The shifts in lighting (by Mark Barton) and the subliminal, mood-morphing music (performed onstage by the cellist Ernst Reijseger) feel organically linked to the emotions of the characters. And the nine actors in the ensemble deliver such a completely inhabited performance that I didn’t feel restless, as I usually do, when Hamlet wasn’t around.
Charlayne Woodard is a regally ambivalent Gertrude, whose fatally divided loyalties to her son, Hamlet, and her husband, Claudius, are always in tremulous evidence. The crafty actor Peter Friedman is at the top of his game as both the officious Polonius and a vaudevillian gravedigger.
Anatol Yusef is splendid as a pugilistic Laertes and a lyrical Player King; and Roberta Colindrez and Matthew Saldívar are teamed to piquant effect as a Rosencrantz and Guildenstern who, for once, don’t disappear into the woodwork.
Some interpolations give pause. Do we really need to see Polonius sitting on the toilet? Or Ophelia bingeing and purging with a big dish of baked pasta? Or syringes substituted for the usual swords and daggers? I totally bought Hamlet’s running around in his underpants for his “antic disposition” scenes. (And, by the way, this production completely grasps the comedy, as well as the tragedy, of “Hamlet.”)
Audience members new to the play may be confused by Mr. Coster’s fluid transitions between the roles of Hamlet’s father (or ghost) and his uncle. But there’s method in this scrambling of identities, which gives palpable form to Hamlet’s overpowering obsession with his father.

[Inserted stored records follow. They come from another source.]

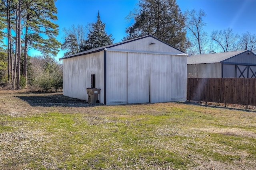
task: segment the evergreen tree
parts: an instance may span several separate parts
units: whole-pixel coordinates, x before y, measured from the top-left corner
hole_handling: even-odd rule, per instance
[[[98,12],[97,21],[92,23],[92,27],[87,34],[87,40],[84,41],[81,51],[88,50],[113,43],[112,34],[108,35],[105,31],[105,24],[102,23]]]
[[[67,51],[64,55],[68,56],[81,51],[82,44],[86,38],[87,27],[81,25],[76,26],[72,25],[70,28],[64,28],[65,41],[61,46],[61,49]]]
[[[175,0],[140,0],[139,5],[123,40],[150,35],[181,50],[188,47],[185,18]]]

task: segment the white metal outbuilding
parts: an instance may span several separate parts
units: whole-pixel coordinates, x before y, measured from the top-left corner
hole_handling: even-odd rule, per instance
[[[256,78],[256,55],[249,50],[188,57],[188,77]]]
[[[106,105],[186,101],[187,56],[147,35],[63,57],[63,94],[87,100],[95,87]]]

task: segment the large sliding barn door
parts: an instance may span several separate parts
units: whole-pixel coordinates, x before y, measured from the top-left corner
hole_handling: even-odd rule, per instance
[[[256,78],[256,66],[237,65],[236,70],[236,77]]]
[[[128,103],[149,102],[150,60],[146,54],[128,53]]]

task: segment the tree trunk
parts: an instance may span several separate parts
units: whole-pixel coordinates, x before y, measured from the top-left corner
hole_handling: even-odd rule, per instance
[[[23,76],[26,80],[26,86],[27,87],[27,62],[28,60],[28,27],[26,27],[25,33],[25,45],[24,46],[24,66],[23,68]]]
[[[10,2],[9,0],[8,0],[7,2],[7,4],[8,6],[10,6]],[[11,17],[10,17],[10,12],[9,10],[8,10],[9,12],[8,13],[8,25],[9,25],[9,46],[10,46],[10,64],[11,67],[11,83],[12,83],[13,81],[13,63],[12,60],[12,32],[11,32]]]
[[[22,0],[19,0],[19,8],[18,8],[18,68],[17,71],[17,90],[20,90],[20,55],[21,55],[21,2]]]
[[[7,37],[8,37],[8,43],[7,43],[7,70],[8,72],[8,82],[10,83],[10,49],[11,45],[10,44],[10,35],[9,34],[10,29],[10,10],[9,7],[9,0],[7,1],[7,4],[6,6],[7,10]]]
[[[14,57],[14,81],[12,82],[12,88],[15,88],[16,81],[16,74],[17,72],[17,58],[18,56],[18,9],[16,10],[16,36],[15,37],[15,56]]]

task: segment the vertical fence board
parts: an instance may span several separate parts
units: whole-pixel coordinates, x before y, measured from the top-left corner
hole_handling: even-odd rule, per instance
[[[188,100],[256,106],[256,78],[188,78]]]

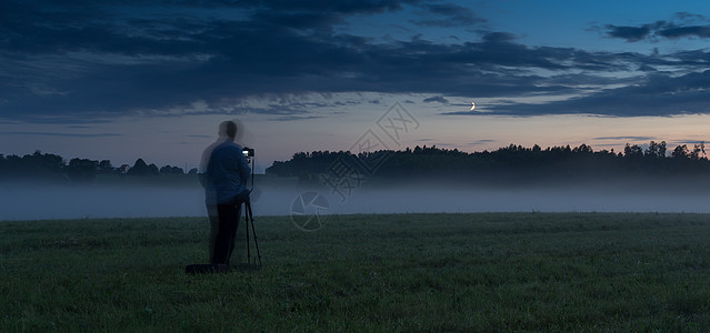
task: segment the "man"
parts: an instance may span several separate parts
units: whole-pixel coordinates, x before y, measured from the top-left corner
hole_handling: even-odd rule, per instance
[[[249,199],[247,179],[251,172],[242,147],[234,143],[237,124],[224,121],[219,139],[202,153],[202,185],[210,219],[210,263],[229,265],[241,203]]]

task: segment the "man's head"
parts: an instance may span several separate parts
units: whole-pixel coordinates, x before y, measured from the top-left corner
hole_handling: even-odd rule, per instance
[[[237,123],[233,121],[223,121],[219,124],[219,135],[221,138],[229,138],[230,140],[234,140],[237,137]]]

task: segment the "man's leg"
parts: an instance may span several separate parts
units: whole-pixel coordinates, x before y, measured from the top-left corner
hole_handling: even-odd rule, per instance
[[[237,233],[237,226],[239,226],[240,208],[240,205],[234,204],[217,205],[219,230],[214,244],[214,255],[212,256],[213,264],[229,265],[229,259],[234,249],[234,234]]]
[[[219,232],[219,213],[217,212],[217,204],[207,205],[207,215],[210,220],[209,259],[210,262],[212,262],[214,260],[214,246],[217,246],[217,233]]]

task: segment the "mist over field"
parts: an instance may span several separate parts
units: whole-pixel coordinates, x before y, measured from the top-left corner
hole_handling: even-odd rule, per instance
[[[303,193],[322,195],[328,214],[423,212],[687,212],[710,213],[704,182],[533,183],[471,185],[416,183],[356,188],[271,179],[252,194],[254,215],[289,215]],[[307,213],[314,213],[312,206]],[[0,221],[81,218],[206,216],[199,184],[39,184],[0,186]]]

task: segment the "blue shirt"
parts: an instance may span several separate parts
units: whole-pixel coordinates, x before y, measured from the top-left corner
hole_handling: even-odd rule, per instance
[[[247,188],[251,169],[241,145],[227,140],[212,150],[204,170],[208,204],[226,203]]]

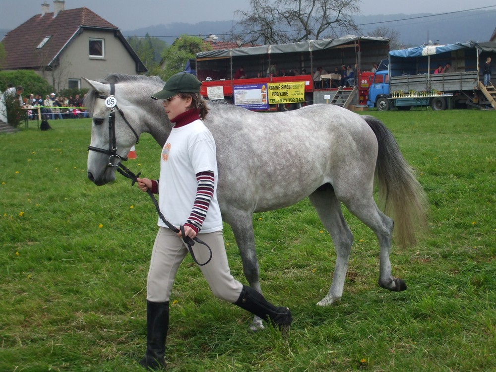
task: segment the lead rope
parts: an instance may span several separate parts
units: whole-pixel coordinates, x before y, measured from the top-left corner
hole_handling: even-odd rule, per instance
[[[132,181],[131,183],[131,186],[134,186],[135,183],[137,181],[138,177],[141,174],[141,173],[138,173],[137,175],[135,175],[133,173],[129,168],[126,167],[125,166],[123,165],[120,162],[119,164],[119,167],[117,168],[117,172],[122,174],[125,177],[129,179]],[[180,231],[181,232],[181,234],[183,235],[183,241],[185,242],[187,247],[188,250],[189,251],[189,253],[191,253],[191,256],[193,258],[193,260],[197,264],[198,266],[205,266],[208,262],[210,261],[212,259],[212,249],[208,246],[204,242],[202,241],[199,238],[195,237],[193,239],[191,239],[189,237],[187,236],[185,233],[185,227],[184,226],[182,225],[180,226],[181,230],[178,229],[176,226],[174,226],[172,224],[167,221],[165,217],[164,217],[164,215],[162,214],[160,211],[160,208],[159,207],[158,202],[157,201],[157,199],[155,198],[155,195],[153,195],[153,193],[152,192],[151,190],[148,188],[146,190],[146,193],[150,195],[150,198],[152,199],[152,201],[153,202],[153,205],[155,206],[155,209],[157,210],[157,213],[158,213],[159,217],[160,217],[160,219],[162,220],[164,223],[171,230],[174,231],[175,233],[179,233]],[[195,242],[199,243],[200,244],[203,244],[207,248],[208,248],[208,250],[210,252],[210,256],[208,257],[208,259],[204,263],[200,263],[198,262],[198,260],[196,259],[196,257],[195,257],[194,253],[193,252],[193,248],[192,247],[194,245]]]

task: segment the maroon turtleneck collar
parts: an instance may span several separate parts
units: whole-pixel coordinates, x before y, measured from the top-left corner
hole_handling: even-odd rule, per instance
[[[186,110],[174,118],[171,121],[171,122],[174,123],[175,128],[184,126],[186,124],[189,124],[190,123],[192,123],[195,120],[200,119],[199,112],[199,110]]]

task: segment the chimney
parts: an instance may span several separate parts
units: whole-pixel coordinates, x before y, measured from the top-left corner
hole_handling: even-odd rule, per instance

For as Mr. Isaac plays him, Hamlet is always straining, with a baffled and anguished intelligence, to make sense of what it means to die, and to bring death, and to communicate with the deceased.
This production daringly has him delivering the beginning of his “to be or not to be” soliloquy while laid out on a table, like a corpse on a bier, trying on sweet oblivion for size. Being dead is not a natural fit for him, of course, not yet.
But while Hamlet’s relationships with others — with his family, and with Ophelia, Horatio and even Laertes — are all compellingly and persuasively rendered, it’s a dead man to whom he is most magnetically drawn. Whenever this Hamlet sees his father’s ghost, his face turns rapt and wondrous.
And it is impossible not to feel that universal ache of longing for connection with those who left the world before us, who still speak to us in our heads; to erase forever the line between the quick and the dead.